As the UK economy hits hard times
and redundancies, pay reductions and unemployment rises, one might expect to
see a fall in the number of registered companies. However, the opposite is
happening; the UK has seen a surge in the registration of new companies in the
last year. Research by Creditsafe found that there was an 18% increase on 2010.
It is thought that university
leavers finding it hard to secure employment and those being made redundant
have decided to go for it and open up business for themselves. Initially this
seems like a very positive move and could help with the UK recovery but looking
at what we already know about small-to-medium sized companies (SMEs) it may be
just another route to the same old issues.
Online lender borro.com found
that 24% of SMEs claim to have missed out on growth opportunities due to the
lack of accessible finance, and it was widely reported in the financial press
that realistic finance was not available to SMEs.
This is further confirmed by the
figures released on Project Merlin. Merlin was a pledge made by most of the
high street banks to lend £190bn to businesses in 2011, £76bn of which to go to
SMEs. At the end of the year it was expected that they would fall short of the
SME target by over £1bn. Also they classified an ‘SME’ as a company with a
turnover of less than £25m. This implies the lending that did get approved may
not have even reached the smaller businesses where it is most needed.

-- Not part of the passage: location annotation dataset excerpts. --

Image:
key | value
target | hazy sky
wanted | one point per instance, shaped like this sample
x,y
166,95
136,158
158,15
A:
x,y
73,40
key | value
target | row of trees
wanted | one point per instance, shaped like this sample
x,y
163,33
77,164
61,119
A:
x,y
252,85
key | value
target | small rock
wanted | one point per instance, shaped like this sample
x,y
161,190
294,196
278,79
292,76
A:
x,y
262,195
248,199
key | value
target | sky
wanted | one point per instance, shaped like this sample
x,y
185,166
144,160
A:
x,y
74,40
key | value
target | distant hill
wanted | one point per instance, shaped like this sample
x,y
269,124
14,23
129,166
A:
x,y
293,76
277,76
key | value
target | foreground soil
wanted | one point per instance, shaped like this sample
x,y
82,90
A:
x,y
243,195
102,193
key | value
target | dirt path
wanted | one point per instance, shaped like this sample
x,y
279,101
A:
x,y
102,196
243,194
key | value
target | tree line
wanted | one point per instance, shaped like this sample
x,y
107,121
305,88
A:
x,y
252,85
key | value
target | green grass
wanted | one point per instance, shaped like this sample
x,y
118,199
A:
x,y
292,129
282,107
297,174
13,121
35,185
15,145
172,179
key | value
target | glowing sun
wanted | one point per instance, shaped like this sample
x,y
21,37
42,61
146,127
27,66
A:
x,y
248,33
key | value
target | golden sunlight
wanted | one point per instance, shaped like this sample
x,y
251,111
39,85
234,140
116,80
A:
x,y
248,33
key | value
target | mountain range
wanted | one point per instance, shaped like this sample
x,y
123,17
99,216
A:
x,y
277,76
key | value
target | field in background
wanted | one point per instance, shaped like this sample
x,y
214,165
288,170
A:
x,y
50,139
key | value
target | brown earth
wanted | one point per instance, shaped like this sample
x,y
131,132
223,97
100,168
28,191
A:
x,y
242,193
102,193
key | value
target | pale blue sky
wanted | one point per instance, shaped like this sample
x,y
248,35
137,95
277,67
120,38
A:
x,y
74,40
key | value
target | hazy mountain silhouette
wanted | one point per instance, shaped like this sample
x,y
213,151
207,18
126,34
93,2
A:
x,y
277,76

However, the SME Finance monitor
found that many SMEs knew there was finance available but did not follow
through with the application process; as they did not wish to be tied into
repayments when the coming year looked uncertain. They chose instead to use
their own funds or ask friends or relatives to assist with additional capital.
This was confirmed by the
findings of borro.com who found that 57% of SME owners had used their own funds
to inject capital into their business. They also found that 66% of SME owners
lacked confidence in their bank and were unsure whether their bank would lend
to them. Only 19% of those surveyed had actually attempted to secure bank
finance in the past year and only 31% of those had been successful.
So it may be a positive sign that
more people are confident enough to start up a new business in the face of
uncertainty, but how long will it be until these start-ups require some
finance?....what happens then?
When considering finance options
the best thing to do is speak to your accountant/business advisor who can
provide guidance and advice on the relevant options available. There are
various routes to explore, so make sure you are well informed before using your
own funds or assuming finance is not available at all.